Index files, directories, YouTube videos, or GitHub repos.

| Parameter | Description |
|-----------|-------------|
| `paths` | List of paths to index (required). File, directory, YouTube URL, or GitHub URL. |
| `tags` | Optional list of tags, one per path (same order as paths) |
| `branch` | For GitHub URLs: override branch (default: main). Ignored for other formats. |
| `include_patterns` | For GitHub URLs: glob patterns for files to include (e.g. `["*.md", "src/**/*.py"]`) |
| `exclude_patterns` | For GitHub URLs: glob patterns to exclude |

### `list_documents_tool`

List indexed documents and chunk counts.

| Parameter | Description |
|-----------|-------------|
| `tag` | Optional: only list documents that have this tag |

### `remove_document_tool`

Remove a document and all its chunks from the index.
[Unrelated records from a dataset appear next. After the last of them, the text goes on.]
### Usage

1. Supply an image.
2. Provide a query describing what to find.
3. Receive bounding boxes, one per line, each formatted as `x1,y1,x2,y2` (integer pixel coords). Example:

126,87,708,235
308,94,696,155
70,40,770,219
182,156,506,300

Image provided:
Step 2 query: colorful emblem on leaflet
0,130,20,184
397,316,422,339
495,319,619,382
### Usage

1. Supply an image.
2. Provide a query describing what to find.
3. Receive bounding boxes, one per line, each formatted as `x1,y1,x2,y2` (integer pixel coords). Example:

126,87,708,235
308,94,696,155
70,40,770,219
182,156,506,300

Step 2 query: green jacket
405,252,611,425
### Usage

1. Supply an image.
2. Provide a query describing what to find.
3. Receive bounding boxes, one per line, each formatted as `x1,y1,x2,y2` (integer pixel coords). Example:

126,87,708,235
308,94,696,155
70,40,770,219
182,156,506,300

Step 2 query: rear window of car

| Parameter | Description |
|-----------|-------------|
| `document_id` | Document identifier to remove (from `list_documents_tool`) |

### MCP Resources

Read-only resources; click in Cursor’s MCP panel to view:

| Resource | Description |
|----------|-------------|
| `pinrag://documents` | Indexed documents (IDs, chunk counts, tags, metadata) |
| `pinrag://server-config` | Env vars and config (LLM, embeddings, chunking, retrieval, logging; API key status) |

## License

MIT License. See [LICENSE](LICENSE) for details.